The results highlight the poor performance of both the pooled approach and the fixed effects approach in this setting. IPW, the interaction model, and blocked differences in means are all unbiased, though they differ in the performance of standard errors—assessed here as the difference between the estimated average standard error and the estimated standard deviation of the sampling distribution of estimates under each estimator.

References

Bernstein, Dennis S. 2009. Matrix Mathematics: Theory, Facts, and Formulas. Princeton university press.
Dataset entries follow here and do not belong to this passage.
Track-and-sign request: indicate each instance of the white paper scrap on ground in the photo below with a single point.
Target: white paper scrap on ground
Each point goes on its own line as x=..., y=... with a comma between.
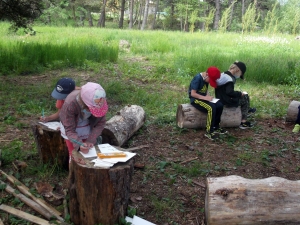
x=92, y=153
x=100, y=163
x=214, y=100
x=138, y=221
x=51, y=125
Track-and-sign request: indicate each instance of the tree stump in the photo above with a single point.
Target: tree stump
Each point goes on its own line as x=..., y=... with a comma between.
x=236, y=200
x=189, y=117
x=50, y=145
x=98, y=195
x=292, y=111
x=123, y=125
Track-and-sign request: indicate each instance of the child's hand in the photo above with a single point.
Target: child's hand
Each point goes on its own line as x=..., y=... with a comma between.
x=86, y=147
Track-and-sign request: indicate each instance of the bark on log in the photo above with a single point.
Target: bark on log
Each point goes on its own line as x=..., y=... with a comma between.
x=51, y=145
x=123, y=125
x=235, y=200
x=189, y=117
x=98, y=196
x=292, y=111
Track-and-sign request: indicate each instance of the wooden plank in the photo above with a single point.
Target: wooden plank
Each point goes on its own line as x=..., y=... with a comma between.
x=23, y=215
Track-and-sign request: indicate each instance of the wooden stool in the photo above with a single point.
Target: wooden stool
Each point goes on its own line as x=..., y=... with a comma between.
x=189, y=117
x=98, y=195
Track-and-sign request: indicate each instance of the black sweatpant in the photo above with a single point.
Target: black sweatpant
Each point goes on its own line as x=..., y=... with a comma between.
x=213, y=110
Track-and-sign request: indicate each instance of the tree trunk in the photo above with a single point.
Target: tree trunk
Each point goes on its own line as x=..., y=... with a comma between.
x=292, y=111
x=121, y=22
x=155, y=13
x=145, y=17
x=101, y=22
x=189, y=117
x=123, y=125
x=50, y=145
x=97, y=195
x=217, y=15
x=90, y=18
x=131, y=14
x=235, y=200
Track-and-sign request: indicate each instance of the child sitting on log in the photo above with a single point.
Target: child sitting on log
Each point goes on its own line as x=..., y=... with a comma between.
x=82, y=117
x=201, y=100
x=63, y=87
x=297, y=125
x=231, y=98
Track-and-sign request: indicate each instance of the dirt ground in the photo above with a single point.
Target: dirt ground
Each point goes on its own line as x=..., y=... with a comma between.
x=170, y=187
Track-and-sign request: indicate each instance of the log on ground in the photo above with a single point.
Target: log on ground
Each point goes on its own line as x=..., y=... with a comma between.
x=51, y=145
x=189, y=117
x=123, y=125
x=234, y=200
x=292, y=111
x=98, y=195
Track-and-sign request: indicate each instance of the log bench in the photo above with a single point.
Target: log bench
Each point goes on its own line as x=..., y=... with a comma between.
x=98, y=195
x=234, y=200
x=292, y=111
x=52, y=147
x=188, y=116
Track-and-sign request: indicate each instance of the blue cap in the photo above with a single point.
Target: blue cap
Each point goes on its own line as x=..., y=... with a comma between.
x=63, y=87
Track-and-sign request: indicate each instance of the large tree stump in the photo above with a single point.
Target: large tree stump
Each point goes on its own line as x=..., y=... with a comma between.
x=236, y=200
x=292, y=111
x=123, y=125
x=189, y=117
x=98, y=196
x=50, y=145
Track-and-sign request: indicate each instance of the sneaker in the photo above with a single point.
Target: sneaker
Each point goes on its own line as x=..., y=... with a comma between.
x=220, y=131
x=296, y=128
x=246, y=125
x=211, y=136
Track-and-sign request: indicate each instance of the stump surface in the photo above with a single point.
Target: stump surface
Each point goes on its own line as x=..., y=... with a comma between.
x=98, y=196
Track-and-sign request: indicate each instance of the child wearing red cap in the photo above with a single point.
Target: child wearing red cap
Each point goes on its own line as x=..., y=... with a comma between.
x=83, y=117
x=229, y=97
x=200, y=99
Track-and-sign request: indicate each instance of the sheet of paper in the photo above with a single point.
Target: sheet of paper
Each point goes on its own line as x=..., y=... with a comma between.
x=129, y=155
x=92, y=153
x=214, y=100
x=51, y=125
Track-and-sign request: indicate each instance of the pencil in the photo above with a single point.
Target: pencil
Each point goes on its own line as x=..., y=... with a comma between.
x=77, y=142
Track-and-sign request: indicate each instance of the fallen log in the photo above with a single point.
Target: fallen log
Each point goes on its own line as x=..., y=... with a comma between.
x=22, y=188
x=236, y=200
x=123, y=125
x=292, y=111
x=98, y=195
x=188, y=116
x=23, y=215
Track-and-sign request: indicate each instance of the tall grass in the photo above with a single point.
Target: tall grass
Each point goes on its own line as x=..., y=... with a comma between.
x=268, y=58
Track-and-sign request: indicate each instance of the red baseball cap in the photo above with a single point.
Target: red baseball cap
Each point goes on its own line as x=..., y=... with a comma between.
x=214, y=74
x=94, y=96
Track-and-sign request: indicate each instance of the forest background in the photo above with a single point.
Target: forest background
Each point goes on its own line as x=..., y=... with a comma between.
x=153, y=68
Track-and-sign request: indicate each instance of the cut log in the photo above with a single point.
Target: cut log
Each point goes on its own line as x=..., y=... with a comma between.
x=98, y=195
x=23, y=215
x=50, y=145
x=123, y=125
x=292, y=111
x=189, y=117
x=236, y=200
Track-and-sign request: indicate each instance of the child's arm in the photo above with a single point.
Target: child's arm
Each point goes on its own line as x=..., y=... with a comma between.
x=52, y=117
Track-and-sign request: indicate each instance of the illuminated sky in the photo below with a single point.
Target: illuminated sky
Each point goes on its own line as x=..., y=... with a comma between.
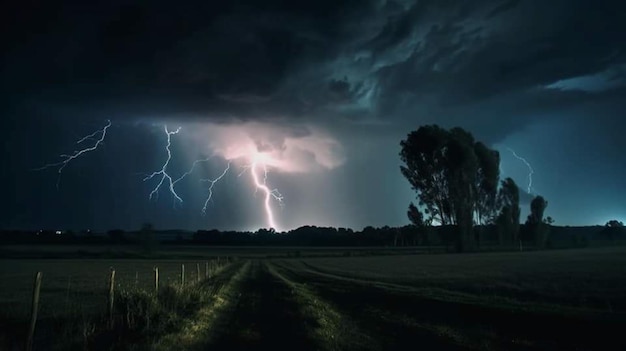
x=321, y=91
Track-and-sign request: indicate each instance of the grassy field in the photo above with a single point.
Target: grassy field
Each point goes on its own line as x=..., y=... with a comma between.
x=565, y=299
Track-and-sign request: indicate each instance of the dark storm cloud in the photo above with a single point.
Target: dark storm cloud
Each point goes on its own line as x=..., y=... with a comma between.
x=356, y=60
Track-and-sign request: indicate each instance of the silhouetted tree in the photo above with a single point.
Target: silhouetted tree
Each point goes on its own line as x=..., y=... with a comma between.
x=148, y=239
x=415, y=215
x=487, y=183
x=613, y=229
x=509, y=217
x=537, y=227
x=444, y=169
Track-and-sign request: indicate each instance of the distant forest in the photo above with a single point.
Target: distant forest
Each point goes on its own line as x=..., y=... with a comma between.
x=463, y=205
x=409, y=235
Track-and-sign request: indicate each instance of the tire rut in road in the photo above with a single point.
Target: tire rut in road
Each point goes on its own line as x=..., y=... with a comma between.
x=265, y=318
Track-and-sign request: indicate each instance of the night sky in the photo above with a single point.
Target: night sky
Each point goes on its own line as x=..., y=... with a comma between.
x=327, y=88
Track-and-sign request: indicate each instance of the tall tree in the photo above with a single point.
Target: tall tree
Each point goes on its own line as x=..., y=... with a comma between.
x=509, y=217
x=537, y=227
x=486, y=183
x=444, y=169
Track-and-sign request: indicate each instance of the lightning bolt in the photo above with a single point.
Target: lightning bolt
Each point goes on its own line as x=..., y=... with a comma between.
x=163, y=172
x=269, y=193
x=77, y=153
x=530, y=169
x=193, y=166
x=211, y=184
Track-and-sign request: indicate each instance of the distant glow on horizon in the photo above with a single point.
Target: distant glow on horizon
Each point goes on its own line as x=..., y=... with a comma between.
x=269, y=193
x=256, y=148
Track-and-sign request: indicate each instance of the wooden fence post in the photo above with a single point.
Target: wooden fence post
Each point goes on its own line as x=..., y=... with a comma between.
x=34, y=311
x=156, y=279
x=182, y=274
x=111, y=295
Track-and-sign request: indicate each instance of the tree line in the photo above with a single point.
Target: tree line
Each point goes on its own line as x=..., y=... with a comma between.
x=457, y=182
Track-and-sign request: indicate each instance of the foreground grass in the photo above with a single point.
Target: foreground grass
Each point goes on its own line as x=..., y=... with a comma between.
x=196, y=332
x=141, y=319
x=325, y=325
x=566, y=281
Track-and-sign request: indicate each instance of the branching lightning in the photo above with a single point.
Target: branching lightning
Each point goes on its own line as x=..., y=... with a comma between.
x=259, y=183
x=269, y=193
x=77, y=153
x=255, y=167
x=163, y=172
x=211, y=184
x=530, y=169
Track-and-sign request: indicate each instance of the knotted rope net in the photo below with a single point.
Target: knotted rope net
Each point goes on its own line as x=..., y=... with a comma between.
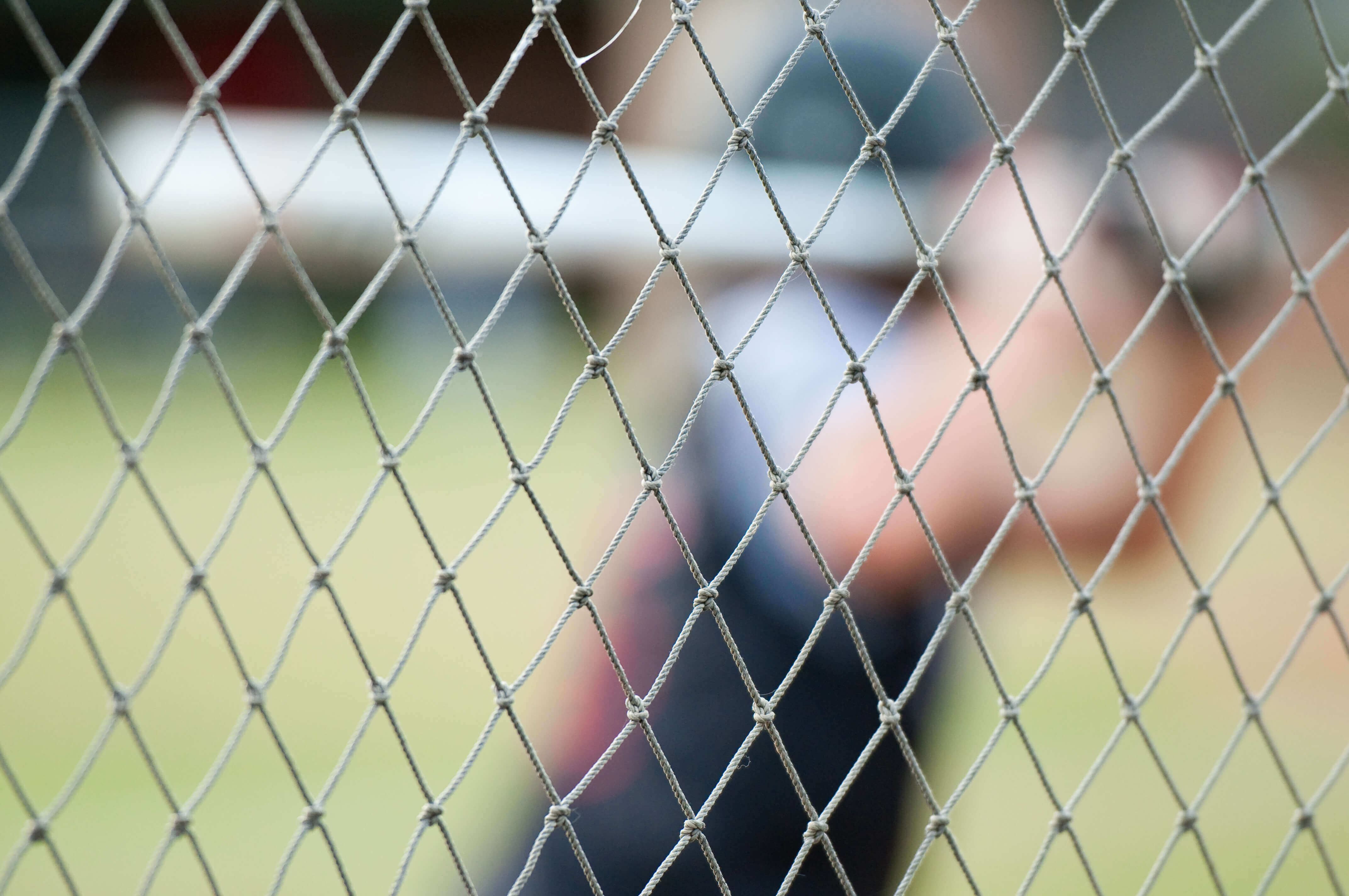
x=428, y=809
Blair, Graeme, Alexander Coppock, and Macartan Humphreys. 2018. “The Trouble with ‘Controlling for Blocks’.” https://declaredesign.org/blog/posts/biased-fixed-effects.html.

Lin, Winston. 2013. “Agnostic Notes on Regression Adjustments to Experimental Data: Reexamining Freedman’s Critique.” The Annals of Applied Statistics, 295–318.